At the same time, American parenting approaches are becoming popular in Europe. The USA, being the only country in the World that has not and most probably will not ratify the UNCRC, does not believe in child agency. Parents can even be punished for what the Americans call free-range parenting, parenting that believes in child agency. These ideas entered Europe at about the same time as the child rights movement started.

As a result, there is already a younger adult generation, becoming parents or already young parents these days, who were not as free as children 40-50 years ago. It seems that the generation of European parents who were born during or shortly after WWII still understood that children are capable of a lot of things and can be trusted. This perspective significantly impacts the way we address migrant children and education today.

Migrant Children and Education: Challenges

When families arrive from outside of Europe, their children often have experiences with the recognition of and support for their agency. They are often trusted much more than their European-born counterparts. So, why is it different at school? Why was a whole large-scale project built on supporting the agency of these children at school?

We believe that it is not a migrant issue, but rather an amalgam of different elements that are more prevalent in certain migrant children – not one-by-one, but present at the same time: social disadvantage, linguistic register, age, and considering the multiple inclusion needs of the child.

We say certain because the whole picture changes if you don’t only focus on children who are third-country nationals but also on EU migrants. Why do we face different challenges in education when we look at, for example, Italian or Polish migrant children in the Netherlands than when it is Syrian or – to stay within Europe – Ukrainian migrants? This complexity underlines the necessity of nuanced approaches to migrant children and education.

Parents International promotes engaging migrant parents to improve outcomes in migrant children and education
Parental engagement is crucial for migrant children and education.
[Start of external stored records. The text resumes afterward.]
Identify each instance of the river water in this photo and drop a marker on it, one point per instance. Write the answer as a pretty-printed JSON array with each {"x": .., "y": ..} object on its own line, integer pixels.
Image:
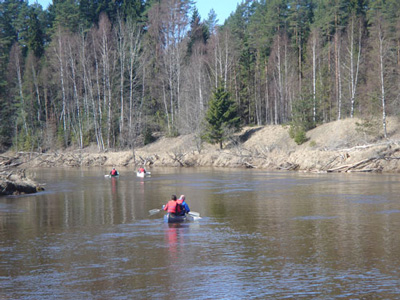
[{"x": 263, "y": 235}]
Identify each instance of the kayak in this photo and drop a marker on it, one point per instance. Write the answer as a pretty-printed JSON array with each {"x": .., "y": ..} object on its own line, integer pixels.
[
  {"x": 142, "y": 174},
  {"x": 109, "y": 175},
  {"x": 172, "y": 218}
]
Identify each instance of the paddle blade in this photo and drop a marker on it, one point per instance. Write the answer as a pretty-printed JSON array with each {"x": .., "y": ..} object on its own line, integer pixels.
[
  {"x": 154, "y": 211},
  {"x": 194, "y": 214}
]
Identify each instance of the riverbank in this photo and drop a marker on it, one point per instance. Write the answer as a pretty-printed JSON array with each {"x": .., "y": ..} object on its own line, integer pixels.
[{"x": 350, "y": 145}]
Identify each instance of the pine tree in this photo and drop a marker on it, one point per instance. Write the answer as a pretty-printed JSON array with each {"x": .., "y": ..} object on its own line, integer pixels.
[{"x": 222, "y": 117}]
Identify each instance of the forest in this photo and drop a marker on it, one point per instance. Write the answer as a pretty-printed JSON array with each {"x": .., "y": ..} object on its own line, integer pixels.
[{"x": 111, "y": 74}]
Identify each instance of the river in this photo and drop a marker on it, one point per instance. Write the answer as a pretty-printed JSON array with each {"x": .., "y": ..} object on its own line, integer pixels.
[{"x": 262, "y": 235}]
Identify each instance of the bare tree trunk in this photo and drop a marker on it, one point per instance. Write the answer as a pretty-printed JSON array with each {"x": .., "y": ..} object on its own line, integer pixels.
[
  {"x": 76, "y": 97},
  {"x": 314, "y": 69},
  {"x": 21, "y": 95},
  {"x": 354, "y": 77},
  {"x": 64, "y": 101},
  {"x": 121, "y": 50},
  {"x": 382, "y": 79}
]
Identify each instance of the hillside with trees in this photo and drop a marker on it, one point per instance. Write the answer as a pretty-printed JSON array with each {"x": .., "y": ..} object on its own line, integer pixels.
[{"x": 109, "y": 74}]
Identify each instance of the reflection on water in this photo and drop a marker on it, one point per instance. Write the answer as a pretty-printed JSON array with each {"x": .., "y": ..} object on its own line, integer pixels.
[{"x": 263, "y": 235}]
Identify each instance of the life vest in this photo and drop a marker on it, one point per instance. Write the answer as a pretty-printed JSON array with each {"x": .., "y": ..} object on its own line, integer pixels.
[
  {"x": 180, "y": 206},
  {"x": 173, "y": 207}
]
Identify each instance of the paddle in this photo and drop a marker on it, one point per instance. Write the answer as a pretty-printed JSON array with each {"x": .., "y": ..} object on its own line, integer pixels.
[
  {"x": 154, "y": 211},
  {"x": 191, "y": 213}
]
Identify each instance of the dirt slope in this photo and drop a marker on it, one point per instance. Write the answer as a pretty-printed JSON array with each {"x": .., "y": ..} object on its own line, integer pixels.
[{"x": 341, "y": 146}]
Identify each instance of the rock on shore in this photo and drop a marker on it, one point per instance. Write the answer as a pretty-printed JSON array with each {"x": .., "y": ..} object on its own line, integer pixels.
[
  {"x": 350, "y": 145},
  {"x": 16, "y": 184}
]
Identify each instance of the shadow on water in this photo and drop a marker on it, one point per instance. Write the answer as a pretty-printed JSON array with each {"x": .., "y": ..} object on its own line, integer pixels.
[{"x": 263, "y": 235}]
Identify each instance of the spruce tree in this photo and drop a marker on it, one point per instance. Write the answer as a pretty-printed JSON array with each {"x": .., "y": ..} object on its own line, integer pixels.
[{"x": 222, "y": 117}]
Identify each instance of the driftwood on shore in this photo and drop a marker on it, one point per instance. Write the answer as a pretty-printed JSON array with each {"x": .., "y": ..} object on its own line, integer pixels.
[{"x": 367, "y": 165}]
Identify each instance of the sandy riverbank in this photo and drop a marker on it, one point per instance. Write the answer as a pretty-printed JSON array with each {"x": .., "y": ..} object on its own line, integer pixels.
[{"x": 341, "y": 146}]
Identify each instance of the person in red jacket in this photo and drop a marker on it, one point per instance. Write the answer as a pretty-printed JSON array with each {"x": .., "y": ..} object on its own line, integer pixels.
[
  {"x": 114, "y": 172},
  {"x": 172, "y": 207},
  {"x": 183, "y": 205}
]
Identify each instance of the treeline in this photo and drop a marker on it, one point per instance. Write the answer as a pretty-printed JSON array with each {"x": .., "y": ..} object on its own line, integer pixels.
[{"x": 111, "y": 73}]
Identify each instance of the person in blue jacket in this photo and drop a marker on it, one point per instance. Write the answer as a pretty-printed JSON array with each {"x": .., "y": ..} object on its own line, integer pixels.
[{"x": 184, "y": 206}]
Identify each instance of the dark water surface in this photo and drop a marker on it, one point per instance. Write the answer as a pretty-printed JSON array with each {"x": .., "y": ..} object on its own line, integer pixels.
[{"x": 263, "y": 235}]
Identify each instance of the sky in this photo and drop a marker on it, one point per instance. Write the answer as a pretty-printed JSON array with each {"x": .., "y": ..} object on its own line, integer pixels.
[{"x": 223, "y": 8}]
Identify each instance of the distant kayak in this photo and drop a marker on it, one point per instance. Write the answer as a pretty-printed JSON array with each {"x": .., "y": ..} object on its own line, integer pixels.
[
  {"x": 172, "y": 218},
  {"x": 109, "y": 175}
]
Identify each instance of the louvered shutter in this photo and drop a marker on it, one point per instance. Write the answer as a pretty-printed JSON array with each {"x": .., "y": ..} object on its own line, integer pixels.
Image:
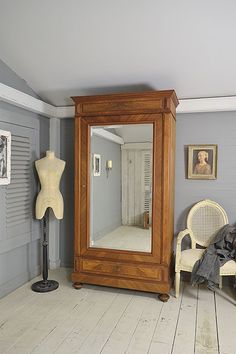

Parents International leads efforts to empower parents and children alike

Holistic Approaches to Inclusion and Child Agency

There is a good reason why nearly all programs that are designed to support the inclusion of Roma children in Eastern Europe work brilliantly for “migrant children,” more precisely for children who come from similarly difficult backgrounds. These children often have parents who have low education levels and fear the “authority” school may have over them.

We have also experienced that the case is similar when it comes to language. Teachers – while totally capable of adjusting their linguistic register to children – struggle with communicating with parents of these children. The reason is more often the linguistic register than the total lack of language skills. Again, what works in Roma inclusion can also work in the case of migrant parents. Often, there is also a lack of related cultural knowledge on the teachers’ side.

Linguistic register is a crucial question in designing classroom activities. A very important finding of research that our colleague, Luca László, has emphasized often shows that tackling children as “migrants” may mislead you in analyzing learning outcomes, as it easily leads to mixing up lower learning outcomes as a result of a child struggling with the vocabulary of Mathematics with having lower skills levels in Mathematics. Allowing children to work in the language they feel comfortable with leads to much better school results – and AI translation is already at a very high level, so teachers can easily understand what they are producing.